Analysis: Korchinski has a clear NHL toolkit. He’s a 6-foot-2 defenseman who can skate and has offensive abilities. He’s able to carry pucks up ice well with his skating, and has excellent edgework to evade pressure. Korchinski shows touch and vision with the puck to run a power play and create off the blue line due to his skill and feet. Despite his size and skating, he’s mediocre defensively. He doesn’t compete that hard on that side of the ice and is overly aggressive offensively. That’s a concern, but he generates so much offense that it makes up for those issues to an extent. Korchinski projects as a top-four defenseman.

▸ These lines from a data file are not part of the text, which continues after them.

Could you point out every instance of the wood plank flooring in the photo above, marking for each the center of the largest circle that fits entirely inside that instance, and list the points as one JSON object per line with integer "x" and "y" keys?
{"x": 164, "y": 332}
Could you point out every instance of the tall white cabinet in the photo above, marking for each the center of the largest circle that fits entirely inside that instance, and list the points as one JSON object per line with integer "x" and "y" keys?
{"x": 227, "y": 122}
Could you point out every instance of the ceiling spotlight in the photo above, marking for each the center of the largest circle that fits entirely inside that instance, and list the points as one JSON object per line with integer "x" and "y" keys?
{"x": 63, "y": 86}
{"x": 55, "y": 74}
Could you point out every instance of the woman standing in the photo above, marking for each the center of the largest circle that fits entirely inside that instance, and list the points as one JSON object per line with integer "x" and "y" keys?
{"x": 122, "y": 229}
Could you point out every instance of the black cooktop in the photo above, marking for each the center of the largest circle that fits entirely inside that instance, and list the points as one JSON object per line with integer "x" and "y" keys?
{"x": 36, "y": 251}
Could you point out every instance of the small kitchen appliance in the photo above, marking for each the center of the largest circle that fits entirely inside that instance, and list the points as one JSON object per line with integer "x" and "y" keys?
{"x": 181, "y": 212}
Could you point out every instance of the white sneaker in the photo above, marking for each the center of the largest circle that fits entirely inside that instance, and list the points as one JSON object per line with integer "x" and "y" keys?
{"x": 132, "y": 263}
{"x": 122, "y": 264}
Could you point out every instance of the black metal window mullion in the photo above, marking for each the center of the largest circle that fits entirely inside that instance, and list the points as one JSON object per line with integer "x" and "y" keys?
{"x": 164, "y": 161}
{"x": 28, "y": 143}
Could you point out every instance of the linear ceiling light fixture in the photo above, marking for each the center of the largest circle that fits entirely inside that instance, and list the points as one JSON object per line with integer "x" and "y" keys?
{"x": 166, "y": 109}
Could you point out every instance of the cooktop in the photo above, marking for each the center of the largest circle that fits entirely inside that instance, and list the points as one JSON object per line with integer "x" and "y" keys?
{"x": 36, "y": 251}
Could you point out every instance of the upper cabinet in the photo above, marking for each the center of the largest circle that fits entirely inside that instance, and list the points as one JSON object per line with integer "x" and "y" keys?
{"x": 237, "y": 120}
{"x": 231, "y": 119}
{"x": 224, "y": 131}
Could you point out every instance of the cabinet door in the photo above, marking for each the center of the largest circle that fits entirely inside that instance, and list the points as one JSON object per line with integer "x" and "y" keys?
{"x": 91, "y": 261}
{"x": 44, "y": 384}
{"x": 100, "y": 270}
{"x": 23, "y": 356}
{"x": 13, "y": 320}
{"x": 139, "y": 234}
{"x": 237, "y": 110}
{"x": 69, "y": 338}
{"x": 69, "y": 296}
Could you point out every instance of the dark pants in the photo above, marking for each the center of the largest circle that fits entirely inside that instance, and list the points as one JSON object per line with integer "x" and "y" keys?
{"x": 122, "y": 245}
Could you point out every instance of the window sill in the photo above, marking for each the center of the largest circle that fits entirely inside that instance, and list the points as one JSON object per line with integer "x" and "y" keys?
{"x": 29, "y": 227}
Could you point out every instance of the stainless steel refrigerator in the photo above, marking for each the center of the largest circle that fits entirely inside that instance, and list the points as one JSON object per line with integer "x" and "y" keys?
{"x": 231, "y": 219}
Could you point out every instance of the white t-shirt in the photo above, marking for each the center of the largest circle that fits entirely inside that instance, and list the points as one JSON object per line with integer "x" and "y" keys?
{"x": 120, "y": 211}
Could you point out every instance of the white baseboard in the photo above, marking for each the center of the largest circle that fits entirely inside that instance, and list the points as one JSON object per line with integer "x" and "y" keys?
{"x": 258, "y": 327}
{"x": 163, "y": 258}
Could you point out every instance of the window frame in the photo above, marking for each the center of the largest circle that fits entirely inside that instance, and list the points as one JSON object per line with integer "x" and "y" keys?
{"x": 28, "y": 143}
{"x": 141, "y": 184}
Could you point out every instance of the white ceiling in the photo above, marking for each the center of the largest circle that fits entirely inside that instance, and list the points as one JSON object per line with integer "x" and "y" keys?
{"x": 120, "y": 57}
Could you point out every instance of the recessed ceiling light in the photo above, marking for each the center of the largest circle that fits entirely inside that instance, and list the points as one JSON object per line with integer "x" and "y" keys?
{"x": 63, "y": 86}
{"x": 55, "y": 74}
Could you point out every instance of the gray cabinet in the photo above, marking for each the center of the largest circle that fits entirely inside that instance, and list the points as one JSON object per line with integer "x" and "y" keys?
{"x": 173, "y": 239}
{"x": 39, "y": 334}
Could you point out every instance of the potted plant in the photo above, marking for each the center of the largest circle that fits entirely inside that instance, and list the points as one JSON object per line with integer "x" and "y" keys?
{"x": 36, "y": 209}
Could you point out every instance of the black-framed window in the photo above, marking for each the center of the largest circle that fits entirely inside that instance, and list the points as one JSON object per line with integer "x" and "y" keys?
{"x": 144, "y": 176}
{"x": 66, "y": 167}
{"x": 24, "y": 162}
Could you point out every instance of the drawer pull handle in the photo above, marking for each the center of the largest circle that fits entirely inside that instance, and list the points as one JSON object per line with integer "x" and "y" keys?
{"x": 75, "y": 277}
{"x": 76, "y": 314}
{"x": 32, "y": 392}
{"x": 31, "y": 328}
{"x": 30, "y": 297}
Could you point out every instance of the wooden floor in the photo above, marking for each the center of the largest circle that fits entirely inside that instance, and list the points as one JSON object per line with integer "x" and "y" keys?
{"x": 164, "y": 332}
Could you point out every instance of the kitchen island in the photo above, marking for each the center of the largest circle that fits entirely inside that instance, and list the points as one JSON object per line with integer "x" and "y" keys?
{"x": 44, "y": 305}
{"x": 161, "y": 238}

- From Scott Wheeler’s analysis:
Long, smooth-skating, point-per-game defencemen never last long in the draft, and Korchinski won’t linger unpicked. I think he’s in the same tier and conversation as Mateychuk, even if he slots five spots lower. He was one of the most improved players in the draft this year as he settled into an ambitious, free-flowing game that reminded a little of Stars first-rounder Thomas Harley at the same age, and his June birthday should give him even more runway next season. He handles the puck smoothly on his hip, his impressive footwork and maneuverability help him adjust to, away, and around pressure, and then he reads and anticipates the play at a high level so that he can make something happen out of all of his movement and carries.

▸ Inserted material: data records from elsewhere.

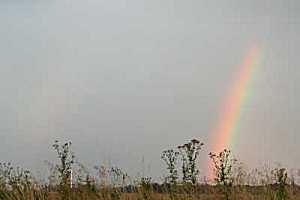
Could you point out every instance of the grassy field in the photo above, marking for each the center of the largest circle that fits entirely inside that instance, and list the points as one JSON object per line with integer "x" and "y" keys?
{"x": 68, "y": 179}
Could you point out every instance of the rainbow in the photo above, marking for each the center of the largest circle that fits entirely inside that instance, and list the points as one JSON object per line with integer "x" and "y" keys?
{"x": 224, "y": 135}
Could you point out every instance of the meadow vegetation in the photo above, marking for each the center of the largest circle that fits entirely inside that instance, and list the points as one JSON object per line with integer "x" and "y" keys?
{"x": 69, "y": 179}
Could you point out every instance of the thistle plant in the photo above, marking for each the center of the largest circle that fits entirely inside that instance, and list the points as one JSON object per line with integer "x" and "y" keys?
{"x": 170, "y": 157}
{"x": 280, "y": 176}
{"x": 223, "y": 164}
{"x": 189, "y": 154}
{"x": 66, "y": 158}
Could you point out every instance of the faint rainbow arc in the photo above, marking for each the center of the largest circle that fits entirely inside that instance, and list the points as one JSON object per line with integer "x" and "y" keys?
{"x": 229, "y": 117}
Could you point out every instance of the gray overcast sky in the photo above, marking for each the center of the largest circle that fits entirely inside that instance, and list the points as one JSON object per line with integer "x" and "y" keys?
{"x": 127, "y": 79}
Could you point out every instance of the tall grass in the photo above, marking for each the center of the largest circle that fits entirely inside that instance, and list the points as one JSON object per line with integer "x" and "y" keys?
{"x": 70, "y": 180}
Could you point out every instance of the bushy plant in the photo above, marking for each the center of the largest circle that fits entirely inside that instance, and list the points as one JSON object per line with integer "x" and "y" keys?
{"x": 189, "y": 154}
{"x": 170, "y": 157}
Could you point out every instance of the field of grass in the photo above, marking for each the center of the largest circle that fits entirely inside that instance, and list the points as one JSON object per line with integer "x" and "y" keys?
{"x": 69, "y": 179}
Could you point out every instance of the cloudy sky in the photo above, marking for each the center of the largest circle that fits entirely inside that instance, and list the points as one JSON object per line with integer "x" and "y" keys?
{"x": 125, "y": 79}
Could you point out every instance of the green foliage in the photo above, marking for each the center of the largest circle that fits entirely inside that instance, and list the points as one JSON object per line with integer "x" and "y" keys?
{"x": 189, "y": 153}
{"x": 170, "y": 157}
{"x": 223, "y": 164}
{"x": 280, "y": 176}
{"x": 66, "y": 158}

I like his stick and his ability to use his feet to defend the rush and disrupt play (though he’s a better transition defender than a defensive zone one). His hallmark will always be his near-perfect posture and balance over his skates. He lives and dies trying to guide play with and without the puck with his mobility, pivots and directional changes. He can take over a game with his ability to transport the puck and roam. It was nice to see him look to attack into his shot (which isn’t particularly hard) more in the playoffs. There’s still some fine-tuning that needs to happen but Korchinski’s my fourth-ranked D for a reason and a worthwhile pick as high as the fringes of the top 10.
- Also, read this great feature on Korchinski from Wheeler at The Athletic.
- From Chris Peters’ analysis:
One of the biggest risers all season, Korchinski is still actively playing as we write this. He’s in the WHL championship series and, as a top-four defenseman for Seattle, has had a large hand in getting them there. Over the regular season, Korchinski put up big points with 65 in 67 games. He moves pucks exceptionally well, jumps into plays with regularity and has shown an improved goal-scoring skillset in the postseason. He had four regular-season goals and as I write this had six in the playoffs in 22 games. Korchinski is a bit on the lanky side right now, but he’s so co-ordinated and smooth. Once he fills out, I think his defending will become more effective and he can hold his own better along the walls and in the tough areas of the ice. Either way, a 6-foot-2 defenseman with fluid mobility and skills is an especially enticing option in the top half of the first round. I think he’s got a great shot to be a top-four guy down the line.